Arman and his family live in Yerevan’s Noubarashen district. The family rents the tomik for 10,000 AMD ($21) per month. The trailer has electricity but no other utilities. Water, both to drink and for washing, is hauled from a neighbor’s yard. Haykoush, the boy’s mother, says they share the trailer with scorpions and tarantulas. “The tarantulas get into the beds and snakes roam the yard in the summer,” she says.
Aghasi, a most curious boy
The house is cut off from the rhythm of the capital. It seems as if it’s a lone tree growing in the desert, even though there are houses around. On the way to the house, I talk to 30 year-old Haykoush Khachatryan, a mother of seven.
Haykoush tells me that her life has been difficult and that many might not understand. At the age of 14 she was whisked away for marriage. She and her first husband never had a civil marriage but lived together for twelve years. She had five children from her first marriage – Sona, Hrach, Haykaz and Arman. Haykoush prefers not to say why she left her first husband, just that there was a reason.
35 year-old Feliks Grigoryan is her second husband. They were married in 2012 at a civil service. Aghasi and Armen are their two children. Feliks has two girls from his first marriage.
Armen, the youngest
“Four of the kids live with the mother of Haykoush’s first husband. There’s no room for them all in the tomik.
The trailer is damp inside and the floor is in bad shape. Various items are strewn about the room that looks like a woodshed. Plates are piled high on a table in the kitchen. The middle of the room is where the children are bathed. 16 month-old Armen runs after the water bucket, picks it up, and drags it around.
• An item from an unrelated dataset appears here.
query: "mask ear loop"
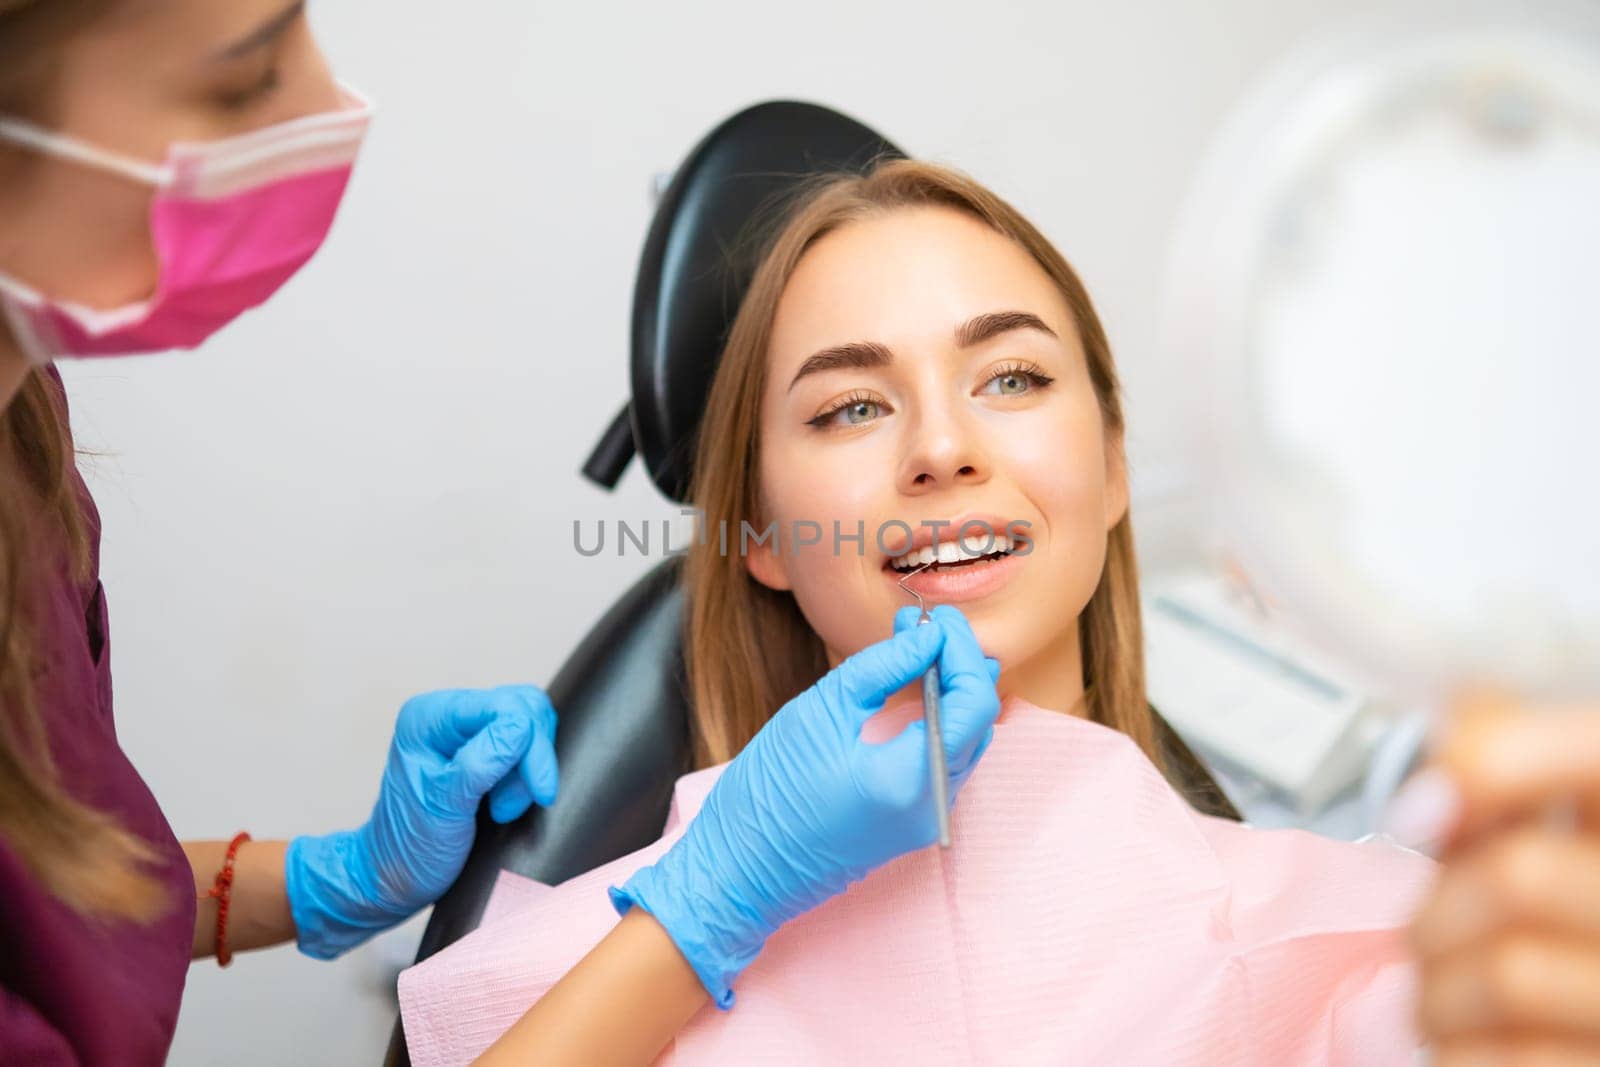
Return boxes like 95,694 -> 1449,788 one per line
0,117 -> 172,186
Haykoush doesn’t have a job. She used to work before getting married. “I’m a worker. I did farming jobs. But now, there’s no one to look after the children. Otherwise, I’d work,” she says. The couple wants to send the kids to kindergarten but the nearest one has no vacancies. Haykoush filed an application three years ago for Arman, but there’s still no openings.
Arman, defending the house from the Turks
The couple receives 35,000 AMD for three of the children. It’s the family’s only steady income. Haykoush says that Feliks only gets the occasional odd job. She says that he took a bad fall in 2003 and suffered head and spinal trauma. “Initially, he was registered with a second and then a third category disability. Later, they cancelled the disability claim, arguing that he had been cured. But he still has back pains,” Haykoush says.
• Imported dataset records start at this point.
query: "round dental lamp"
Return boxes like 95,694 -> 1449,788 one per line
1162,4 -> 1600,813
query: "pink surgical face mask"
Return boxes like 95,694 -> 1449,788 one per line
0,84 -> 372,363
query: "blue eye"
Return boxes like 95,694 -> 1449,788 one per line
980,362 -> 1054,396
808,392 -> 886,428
During our conversation, other facts come to the fore. Feliks says that he served as a conscript soldier in 2007. “I was with the special forces, a reconnaissance unit,” he says. He didn’t serve for long, however, due to a court case. “I had a bunch of friends who turned on me and got me in a lot of trouble. They were dismissed from service, but I was the one charged. I knew everything but didn’t do a thing,” Feliks says. The court sentenced him to five years. He was pardoned with five months to serve left. After getting out, he married Haykoush.
Feliks’s time in jail has been a black mark on his name and makes it hard for his to get a job. He says he’s applied for military service at an Ararat base but his prior conviction got him a refusal. Feliks says he’ll again petition the defense ministry but isn’t hopeful as to the outcome. He cracks a sad smile.
“I’ve tired of this situation, of living poorly,” he says, adding that serving in the military is his only chance for a stable income and a better life.
Haykoush says her only dream is to gather all seven children under one roof.
“What am I now for my children? I’m like a mother ‘shell’. They are my children, but they don’t live with me.”
The trailer is small. Aghasi and Arman already complain about having to sleep in the same bed.
Haykoush’s parents are in Artsakh. They’re volunteers in the frontline.